TOSCANA – Tre inchieste della Dda di Firenze sulle infiltrazioni della ndrangheta dal narcotraffico di cocaina, allo smaltimento illecito di rifiuti (stavolta i fanghi tossici delle concerie), ai lavori stradali – scuotono il sistema economico e politico: 23 arrestati in tutto per reati che vanno dall’estorsione allo spaccio ai rati ambientali, ma le indagini si estendono fino a toccare nel cuore politico-amministrativo della Regione. Tra gli indagati, con l’ipotesi di reato i corruzione c’è infatti anche Ledo Gori: oggi capo di gabinetto della Presidenza della Regione Toscana di Eugenio Giani (estraneo ai fatti), ieri nello stesso ruolo con Enrico Rossi (nemmeno lui indagato).
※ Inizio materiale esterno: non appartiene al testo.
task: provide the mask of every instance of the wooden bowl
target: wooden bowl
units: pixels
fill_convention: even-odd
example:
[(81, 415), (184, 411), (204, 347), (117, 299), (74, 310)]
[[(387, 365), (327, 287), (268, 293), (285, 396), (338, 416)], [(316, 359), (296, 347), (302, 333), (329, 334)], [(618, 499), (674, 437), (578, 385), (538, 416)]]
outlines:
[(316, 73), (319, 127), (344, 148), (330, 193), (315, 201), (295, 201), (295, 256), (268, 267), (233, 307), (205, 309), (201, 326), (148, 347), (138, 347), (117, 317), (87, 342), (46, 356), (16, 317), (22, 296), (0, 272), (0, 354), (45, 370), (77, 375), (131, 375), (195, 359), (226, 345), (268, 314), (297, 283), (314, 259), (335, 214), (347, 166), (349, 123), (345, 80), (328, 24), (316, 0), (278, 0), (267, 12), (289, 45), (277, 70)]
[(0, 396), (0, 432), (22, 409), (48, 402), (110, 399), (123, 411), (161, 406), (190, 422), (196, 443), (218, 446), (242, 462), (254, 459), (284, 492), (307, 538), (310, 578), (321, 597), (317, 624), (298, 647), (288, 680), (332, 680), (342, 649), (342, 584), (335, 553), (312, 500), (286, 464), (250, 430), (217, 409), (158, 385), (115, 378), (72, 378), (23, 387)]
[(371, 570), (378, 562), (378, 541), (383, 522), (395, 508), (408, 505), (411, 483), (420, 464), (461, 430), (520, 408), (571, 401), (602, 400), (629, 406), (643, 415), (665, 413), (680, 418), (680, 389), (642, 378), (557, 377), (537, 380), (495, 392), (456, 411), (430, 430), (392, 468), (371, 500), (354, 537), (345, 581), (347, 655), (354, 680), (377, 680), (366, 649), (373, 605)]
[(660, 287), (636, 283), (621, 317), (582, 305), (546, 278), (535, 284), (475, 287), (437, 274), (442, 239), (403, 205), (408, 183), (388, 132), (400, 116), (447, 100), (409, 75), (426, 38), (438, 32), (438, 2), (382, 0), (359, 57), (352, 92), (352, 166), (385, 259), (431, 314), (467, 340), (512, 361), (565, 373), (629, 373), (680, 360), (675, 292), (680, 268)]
Nell’inchiesta sono coinvolti non solo esponenti delle cosche che vivono nella regione – che con l’intimidazione hanno preso il controllo di ditte del movimento terra e degli inerti entrando nei lavori pubblici e gestendo rifiuti tossici e pericolosi — ma anche imprenditori e politici. In un filone curato dai Cc Forestali e dal Noe emerge che esponenti dell’Associazione Conciatori di Santa Croce sull’Arno (Pisa) avrebbero operato come sodalizio criminale: da un lato cedendo, pagando denaro, a ditte infiltrate dalle cosche lo smaltimento di rifiuti delle concerie senza completare o svolgere l’iter di riciclo ambientale; dall’altro tenendo relazioni con politici ed enti pubblici. I rifiuti tossici sono finiti sotto la nuova strada regionale 429 Empoli-Valdelsa (circa 8.000 tonnellate contaminate) o in terreni a Levane (Arezzo), Castelfalfi (Firenze) Peccioli (Pisa), presso l’aeroporto militare di Pisa e altre località della Toscana interna. Sei gli arresti in questo filone e sequestrati due impianti di depurazione. Tuttavia, gli stessi conciatori di Santa Croce indagati, tenevano relazioni con politici ed enti pubblici apicali.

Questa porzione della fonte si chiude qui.